Department of Chemistry; Institute of Advanced Material

Language

English

Abstract

Most of the currently available small molecule bulk heterojunction organic solar cells (BHJ OSCs) only utilize visible light and, to further increase the efficiency, the development of new organic materials that harvest near-infrared (NIR) light to produce an electric current is essential. Herein, a new A–π2–D–π1–D–π2–A type dimeric porphyrin-cored small molecule (CS-DP) is designed, synthesized and characterized. The use of CS-DP with a narrow bandgap (Eg) (1.22 eV) and the deep energy levels of the highest occupied molecular orbital (HOMO) and lowest unoccupied molecular orbital (LUMO) affords the highest power conversion efficiency of 8.29% in BHJ OSCs with PC71BM as an acceptor, corresponding to a short circuit current of 15.19 mA cm−2, an open circuit voltage of 0.796 V and a fill factor of 70% under AM 1.5G solar irradiation. The high device performance is attributed to the visible-near-infrared light-harvesting capability of CS-DP, and the super low energy loss feature. The energy loss (Eloss) lies between 0.43 and 0.51 eV in the system, which is related to the very small energy offset of the LUMOs between the CS-DP donor and PC71BM (ΔELUMO = 0.06 eV). The value of ΔELUMO, which is considered as a driving force for the photoinduced charge separation, is much smaller than the empirical threshold of 0.3 eV, but would not be a limiting factor in the charge separation process. The results indicate that there may be room for further improving the PCE for low bandgap dimeric porphyrin systems.

Publication Date

12-28-2017

Source Publication Title

Journal of Materials Chemistry A

Volume

5

Issue

48

Start Page

25460

End Page

25468

Publisher

Royal Society of Chemistry

Peer Reviewed

1

Copyright

This journal is © The Royal Society of Chemistry 2017

Funder

This work was supported by the National Natural Science Foundation of China (51473053, 91333206), Hong Kong Research Grants Council (HKBU 22304115-ECS), Areas of Excellence Scheme ([AoE/P-03/08]), Hong Kong Baptist University (FRG1/15-16/052, FRG2/16-17/024). X. Zhu thanks The Science, Technology and Innovation Committee of Shenzhen Municipality (JCYJ20150630164505504) for support.

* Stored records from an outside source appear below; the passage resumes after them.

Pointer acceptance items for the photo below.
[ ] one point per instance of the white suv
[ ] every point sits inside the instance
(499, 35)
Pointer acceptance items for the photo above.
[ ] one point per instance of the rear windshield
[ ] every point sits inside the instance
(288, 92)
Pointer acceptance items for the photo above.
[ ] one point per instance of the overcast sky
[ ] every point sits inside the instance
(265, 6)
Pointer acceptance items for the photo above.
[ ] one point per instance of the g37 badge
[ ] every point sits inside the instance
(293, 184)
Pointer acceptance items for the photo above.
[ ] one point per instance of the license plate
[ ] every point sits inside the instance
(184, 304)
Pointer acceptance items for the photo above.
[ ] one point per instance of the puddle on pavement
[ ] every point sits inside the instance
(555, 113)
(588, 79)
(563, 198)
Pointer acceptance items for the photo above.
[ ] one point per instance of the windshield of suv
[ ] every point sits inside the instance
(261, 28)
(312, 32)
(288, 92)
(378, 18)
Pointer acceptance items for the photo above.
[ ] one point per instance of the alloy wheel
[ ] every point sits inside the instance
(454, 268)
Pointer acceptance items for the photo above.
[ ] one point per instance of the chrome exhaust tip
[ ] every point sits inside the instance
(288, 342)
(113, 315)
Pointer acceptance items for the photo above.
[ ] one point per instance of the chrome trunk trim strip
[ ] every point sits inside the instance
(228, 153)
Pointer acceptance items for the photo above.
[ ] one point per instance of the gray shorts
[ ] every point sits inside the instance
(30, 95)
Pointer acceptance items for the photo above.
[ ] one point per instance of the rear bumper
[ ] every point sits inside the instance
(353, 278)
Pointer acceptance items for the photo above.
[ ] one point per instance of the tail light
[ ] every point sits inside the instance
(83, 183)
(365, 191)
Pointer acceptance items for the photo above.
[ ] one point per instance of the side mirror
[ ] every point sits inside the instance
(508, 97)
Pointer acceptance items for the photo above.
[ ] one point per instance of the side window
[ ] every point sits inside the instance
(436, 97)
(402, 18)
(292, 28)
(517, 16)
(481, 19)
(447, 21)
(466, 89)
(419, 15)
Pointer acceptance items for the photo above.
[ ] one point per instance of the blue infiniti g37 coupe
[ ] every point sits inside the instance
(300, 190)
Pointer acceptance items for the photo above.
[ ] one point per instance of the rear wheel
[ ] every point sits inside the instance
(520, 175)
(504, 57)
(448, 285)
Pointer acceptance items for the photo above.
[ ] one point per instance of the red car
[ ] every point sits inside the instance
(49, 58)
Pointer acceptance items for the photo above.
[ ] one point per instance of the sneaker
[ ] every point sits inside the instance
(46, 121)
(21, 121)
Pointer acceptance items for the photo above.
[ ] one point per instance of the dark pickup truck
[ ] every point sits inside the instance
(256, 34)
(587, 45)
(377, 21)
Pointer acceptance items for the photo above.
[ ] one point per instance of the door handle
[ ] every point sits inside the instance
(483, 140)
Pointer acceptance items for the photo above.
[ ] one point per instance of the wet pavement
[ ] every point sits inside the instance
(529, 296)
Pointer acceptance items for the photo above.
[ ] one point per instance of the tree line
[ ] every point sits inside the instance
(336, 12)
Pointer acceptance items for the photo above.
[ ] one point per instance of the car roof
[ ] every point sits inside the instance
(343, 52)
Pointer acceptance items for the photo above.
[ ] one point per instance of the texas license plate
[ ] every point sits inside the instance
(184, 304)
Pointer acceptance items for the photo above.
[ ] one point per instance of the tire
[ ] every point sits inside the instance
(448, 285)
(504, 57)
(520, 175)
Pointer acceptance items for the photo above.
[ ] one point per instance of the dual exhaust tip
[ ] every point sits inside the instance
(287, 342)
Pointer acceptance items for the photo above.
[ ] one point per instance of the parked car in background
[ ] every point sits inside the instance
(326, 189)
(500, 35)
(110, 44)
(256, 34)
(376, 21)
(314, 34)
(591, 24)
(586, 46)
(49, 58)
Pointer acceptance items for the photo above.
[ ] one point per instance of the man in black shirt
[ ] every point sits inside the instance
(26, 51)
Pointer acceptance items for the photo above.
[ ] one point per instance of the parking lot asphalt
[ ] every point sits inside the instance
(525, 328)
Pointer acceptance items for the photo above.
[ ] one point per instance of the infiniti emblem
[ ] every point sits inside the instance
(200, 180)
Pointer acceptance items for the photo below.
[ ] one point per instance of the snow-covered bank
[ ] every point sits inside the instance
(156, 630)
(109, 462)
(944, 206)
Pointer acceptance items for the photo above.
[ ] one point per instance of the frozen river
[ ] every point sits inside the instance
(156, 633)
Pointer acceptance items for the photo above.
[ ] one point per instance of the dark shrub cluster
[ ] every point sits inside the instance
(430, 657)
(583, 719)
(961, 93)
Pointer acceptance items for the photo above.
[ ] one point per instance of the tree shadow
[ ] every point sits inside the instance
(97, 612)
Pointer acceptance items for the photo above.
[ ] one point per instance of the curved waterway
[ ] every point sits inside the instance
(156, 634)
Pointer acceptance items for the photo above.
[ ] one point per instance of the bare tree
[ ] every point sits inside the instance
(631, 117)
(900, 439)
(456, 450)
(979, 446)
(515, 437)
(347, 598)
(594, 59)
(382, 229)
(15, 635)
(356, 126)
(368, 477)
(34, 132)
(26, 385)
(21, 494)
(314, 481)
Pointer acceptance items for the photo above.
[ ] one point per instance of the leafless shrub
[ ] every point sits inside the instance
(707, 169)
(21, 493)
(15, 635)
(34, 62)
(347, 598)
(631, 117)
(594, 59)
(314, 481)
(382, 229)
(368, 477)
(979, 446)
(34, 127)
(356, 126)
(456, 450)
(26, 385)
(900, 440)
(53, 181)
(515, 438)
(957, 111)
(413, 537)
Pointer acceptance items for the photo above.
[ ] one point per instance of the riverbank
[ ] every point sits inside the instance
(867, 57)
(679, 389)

X. Z. Wang thanks the project of Innovation Platform Open Foundation of University of Hunan Province (14K092) and Hunan 2011 Collaborative Innovation Center of Chemical Engineering & Technology with Environmental Benignity and Effective Resource Utilization for the support. X. B. Peng thanks International Science & Technology Cooperation Program of China (2013DFG52740) for support. Portions of this research were carried out at beamline 7.3.3 and 11.0.1.2 at the Advanced Light Source, Lawrence Berkeley National Laboratory, which was supported by the DOE, Office of Science, and Office of Basic Energy Sciences.

DOI

10.1039/C7TA06217F

Link to Publisher's Edition

http://dx.doi.org/10.1039/C7TA06217F

ISSN (print)

20507488

ISSN (electronic)

20507496

JA-5198-29433_suppl.pdf (766 kB)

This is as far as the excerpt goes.